In the efforts to be strong, they were helped by the fact that, not long after Teddy's removal to Bitterwell, Edith Ayling had come to see them, all of her own initiative. She had repeated the visit many times, and had Gussie and Gladys go to see her at Cathedral Heights. Jennie had never been able to leave home.

"I didn't say anything about it to you," Edith explained to Bob, after the occasion of her breaking the ice, "because I wanted to do it on my own. Quite apart from you and Jennie, I feel that our lots have become involved and that we Collinghams have some responsibility. I don't say responsibility for what, because I don't know; and yet I feel—" Unable to say what she felt, she elided to the personal. "Jennie I don't get at. She's so silent—so shut away. The mother has never been well enough to see me. But the two younger girls I'm really getting to know very well and to be very fond of. They're intelligent down to the finger-tips, and with a little guidance I'm sure they could do big things."

"What kind of things?"

"I should train Gladys along intellectual lines, and Gussie was born for the stage.

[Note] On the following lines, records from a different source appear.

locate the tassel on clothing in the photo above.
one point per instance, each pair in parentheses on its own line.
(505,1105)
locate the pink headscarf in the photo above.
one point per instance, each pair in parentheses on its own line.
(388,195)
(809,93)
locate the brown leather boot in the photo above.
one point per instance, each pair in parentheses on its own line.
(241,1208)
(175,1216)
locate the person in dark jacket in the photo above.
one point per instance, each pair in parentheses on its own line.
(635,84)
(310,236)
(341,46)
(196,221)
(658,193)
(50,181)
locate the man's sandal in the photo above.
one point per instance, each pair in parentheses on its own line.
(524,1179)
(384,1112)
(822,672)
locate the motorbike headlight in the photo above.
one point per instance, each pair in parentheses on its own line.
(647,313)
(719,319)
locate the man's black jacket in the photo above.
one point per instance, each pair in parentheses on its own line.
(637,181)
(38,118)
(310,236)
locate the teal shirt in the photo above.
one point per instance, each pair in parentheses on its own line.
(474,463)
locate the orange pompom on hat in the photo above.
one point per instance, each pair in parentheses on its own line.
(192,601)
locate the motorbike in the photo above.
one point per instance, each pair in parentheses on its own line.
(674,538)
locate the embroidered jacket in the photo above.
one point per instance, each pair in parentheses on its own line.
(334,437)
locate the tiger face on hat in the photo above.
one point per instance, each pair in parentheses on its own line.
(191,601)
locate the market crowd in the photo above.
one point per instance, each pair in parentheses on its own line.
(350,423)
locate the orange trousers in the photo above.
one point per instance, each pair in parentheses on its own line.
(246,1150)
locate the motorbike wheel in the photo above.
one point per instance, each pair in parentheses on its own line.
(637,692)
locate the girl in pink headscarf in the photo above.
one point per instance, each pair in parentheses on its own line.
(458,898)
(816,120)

I know that Ernest and I could help them, if you thought it all right, and we should love doing it. You must read what he says in his new book, Salvage, as to getting people into the tasks for which they are fitted and in which they can be happy. He thinks that a lot of our nonproductiveness comes from the people who'd love doing one thing being compelled to do another, and that if we could only help the individuals we come across to find their natural jobs...."

It was Edith also who unconsciously helped her mother out of the trap in which she had found herself caught.

"Oh, by the way, whom do you think I met in the street the other day? No less a person than Hubert Wray, just back from California. And that reminds me. He told me you had bought his big picture that everyone was talking about last year. Where is it? Why did you never say anything about it?"

Edith was spending a day in May at Collingham Lodge, and was walking with her mother between rows of irises.

"Come in," Junia said. "I'll show you. Then you'll understand."

But not till "Life and Death" had been drawn from its hiding place and propped against the wall was Edith allowed to enter her mother's room. She advanced slowly, her eyes on the canvas. Junia waited for the shock.

"So that's it," Edith said, at last. "It isn't a thing I should want to live and die with—I never can understand that fancy people have for nudes—but I see it's very fine."